Horseradish and beetroot risotto with peppered goats cheese

Give beetroot a starring role in Simon Rimmer's recipe for a sophisticated and eye-catching risotto, great for dinner parties
By Simon Rimmer
Horseradish and beetroot risotto with peppered goats cheese
  • Rating:
  • Serves: 4
  • Cook Time: 1.1666666666666667 hours 10 minutes
  • Prep Time: 15 minutes
  • Effort: easy



  • 8 beetroot
  • 1 pinches black pepper
  • 2 tbsp olive oil
  • 2 shallots, chopped
  • 1 clove garlic, crushed
  • 450 g arborio risotto rice
  • 100 ml white wine
  • 700 ml vegetable stock
  • 200 ml double cream
  • 75 g parmesan, grated
  • 75 g creamed horseradish
  • 4 slices goats' cheese, each 75g
  • 50 ml clear honey
  • 1 tbsp peppercorns, lightly crushed


1. Preheat the oven to 200C/gas 6. 2. Season the beetroot with salt and freshly ground pepper, wrap each one in kitchen foil, place on a roasting tray and roast for about an hour, until tender. 3. Peel the roast beetroot and slice into wedges. 4. Heat 1 tablespoon of olive oil in a heavy-based saucepan.
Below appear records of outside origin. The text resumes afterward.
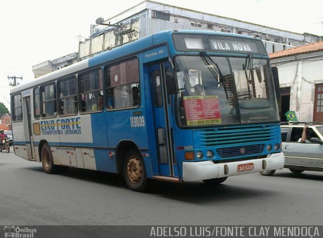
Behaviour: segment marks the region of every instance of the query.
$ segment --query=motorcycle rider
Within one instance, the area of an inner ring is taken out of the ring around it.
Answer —
[[[2,143],[7,138],[8,138],[8,137],[5,134],[5,131],[3,130],[0,130],[0,141]]]

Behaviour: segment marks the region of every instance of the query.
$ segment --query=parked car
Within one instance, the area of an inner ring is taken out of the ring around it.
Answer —
[[[304,127],[308,126],[309,141],[299,142]],[[284,167],[292,172],[305,170],[323,171],[323,123],[293,123],[282,124],[282,150],[285,155]],[[271,176],[276,170],[260,172]]]
[[[8,137],[8,141],[9,142],[9,145],[12,146],[14,143],[12,140],[12,131],[4,130],[4,133]]]

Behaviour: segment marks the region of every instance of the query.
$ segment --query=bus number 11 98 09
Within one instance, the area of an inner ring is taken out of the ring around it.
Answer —
[[[144,127],[145,126],[145,118],[143,116],[130,117],[131,127]]]

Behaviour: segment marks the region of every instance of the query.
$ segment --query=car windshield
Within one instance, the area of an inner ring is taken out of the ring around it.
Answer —
[[[182,126],[279,121],[268,60],[201,52],[175,62]]]
[[[321,135],[323,135],[323,127],[316,127],[316,129],[319,132]]]

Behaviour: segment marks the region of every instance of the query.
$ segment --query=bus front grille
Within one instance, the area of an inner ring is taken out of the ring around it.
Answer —
[[[217,149],[218,154],[221,158],[241,156],[262,153],[264,144],[260,145],[236,146],[234,147],[220,148]]]
[[[225,127],[196,132],[195,148],[214,150],[224,158],[259,155],[267,144],[277,143],[280,138],[278,124]]]

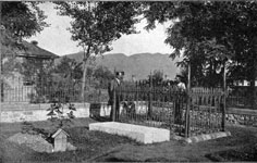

Add the shallot and garlic and fry gently for 5 minutes until softened. 5. Tip in the Arborio rice and stir until translucent. Add the wine and cook briskly, until it is all absorbed. 6. Meanwhile, bring the stock to a boil in a separate saucepan. Add a ladleful of the hot stock to the rice and cook, stirring, until the stock has been absorbed. 7. Repeat the process until the rice is soft and all the stock has been absorbed. Season the risotto with salt and freshly ground pepper. 9. Stir the cream and Parmesan cheese into the risotto and add the beetroot wedges and horseradish.10. Meanwhile, brush the goats' cheese slices with honey and coat in the crushed peppercorns. 11. Heat the remaining olive oil in a frying pan and fry the goats' cheese slices for 2-3 minutes each side. 12. To serve, divide the risotto among 4 serving bowls, topping each serving with a slice of melting goats' cheese.